New study on how a common parasite infection affects human behavior might aid in the development of schizophrenia and other neurological illnesses therapies. Toxoplasmosis is caused by T. gondii, which infects 2.5 billion individuals globally.
New study on the effects of a common parasite infection on human behavior might aid in the development of medicines for schizophrenia and other neurological illnesses.
According to scientists, persons afflicted with T. gondii, which infects 2.5 billion people globally and causes the illness, modify their behavior. Toxoplasmosis may be associated to decreased levels of norepinephrine, a stress-related neurotransmitter secreted in the brain. Neuroinflammation, or the activation of the brain’s immune system to fight infection, is likewise controlled by norephinephrine.
Neuropsychological illnesses such as schizophrenia, Alzheimer’s disease, and ADHD are linked to norepinephrine and neuroinflammation.
Although T. gondii infection is normally asymptomatic in humans, it may induce headaches, disorientation, and seizures in certain people, as well as an elevated risk of schizophrenia — and it can be deadly in immunocompromised individuals.
T. gondii can only reproduce sexually in cats. It creates cysts in the cat’s feces, which are then excreted. Ingestion of anything contaminated by these cysts, such as water, soil, or vegetables; blood transfusions from unpasteurized goat’s milk; eating raw or undercooked meat; or transmission from mother to fetus are all ways it spreads to new hosts.
The infection enters a latent period after a few weeks, during which cysts grow in the brain. They may stay there for a long time, potentially for the rest of their lives. Infection causes the brain’s immune response regulator norepinephrine to diminish during this period.
The processes through which the parasite influences brain function remain a mystery.
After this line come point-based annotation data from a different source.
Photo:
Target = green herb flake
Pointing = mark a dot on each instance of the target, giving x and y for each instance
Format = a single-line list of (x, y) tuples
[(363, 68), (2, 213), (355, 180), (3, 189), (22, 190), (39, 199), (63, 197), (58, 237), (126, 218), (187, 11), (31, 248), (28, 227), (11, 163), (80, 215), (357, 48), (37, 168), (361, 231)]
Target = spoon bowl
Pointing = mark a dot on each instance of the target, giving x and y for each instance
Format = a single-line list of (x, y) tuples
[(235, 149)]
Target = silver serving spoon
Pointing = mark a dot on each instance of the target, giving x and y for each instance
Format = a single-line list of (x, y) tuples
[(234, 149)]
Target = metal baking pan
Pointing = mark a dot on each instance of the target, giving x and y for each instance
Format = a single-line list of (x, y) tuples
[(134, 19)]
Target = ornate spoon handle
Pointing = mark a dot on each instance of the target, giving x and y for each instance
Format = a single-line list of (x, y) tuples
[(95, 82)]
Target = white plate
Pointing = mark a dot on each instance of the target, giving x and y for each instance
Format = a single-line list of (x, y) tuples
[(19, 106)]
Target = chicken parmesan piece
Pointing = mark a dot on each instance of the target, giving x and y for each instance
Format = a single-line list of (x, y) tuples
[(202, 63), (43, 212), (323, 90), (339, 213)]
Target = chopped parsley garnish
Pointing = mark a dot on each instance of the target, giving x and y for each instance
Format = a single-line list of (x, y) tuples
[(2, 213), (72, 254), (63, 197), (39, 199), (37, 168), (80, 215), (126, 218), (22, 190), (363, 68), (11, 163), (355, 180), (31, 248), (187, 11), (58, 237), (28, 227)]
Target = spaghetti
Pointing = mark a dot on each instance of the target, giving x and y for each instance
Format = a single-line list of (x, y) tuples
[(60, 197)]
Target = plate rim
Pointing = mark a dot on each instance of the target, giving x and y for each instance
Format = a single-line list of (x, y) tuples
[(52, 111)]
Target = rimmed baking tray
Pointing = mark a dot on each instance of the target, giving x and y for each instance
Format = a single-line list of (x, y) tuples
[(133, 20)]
However, new study from the University of Leeds and the Université de Toulouse reveals that the parasite’s capacity to lower norepinephrine disrupts immune system activation regulation, allowing for an excessive immune response that may affect the host’s cognitive processes.
The results were reported in Trends in Immunology as “Noradrenergic Signaling and Neuroinflammation Crosstalk Regulates Toxoplasma gondii-Induced Behavioral Changes.”
The study’s lead author, Glenn McConkey, Associate Professor of Heredity, Disease, and Development at Leeds’ School of Biology, said: “Our discovery bridges the gap between two competing hypotheses about how Toxoplasma modifies host behavior, and it might be applied to other nervous system diseases. The immunological response to illness, according to one school, causes behavioral abnormalities, whereas changed neurotransmitters, according to the other.”
“This study will help fill a critical gap in our knowledge of how brain inflammation affects cognition, which is critical for the development of antipsychotic medications in the future.”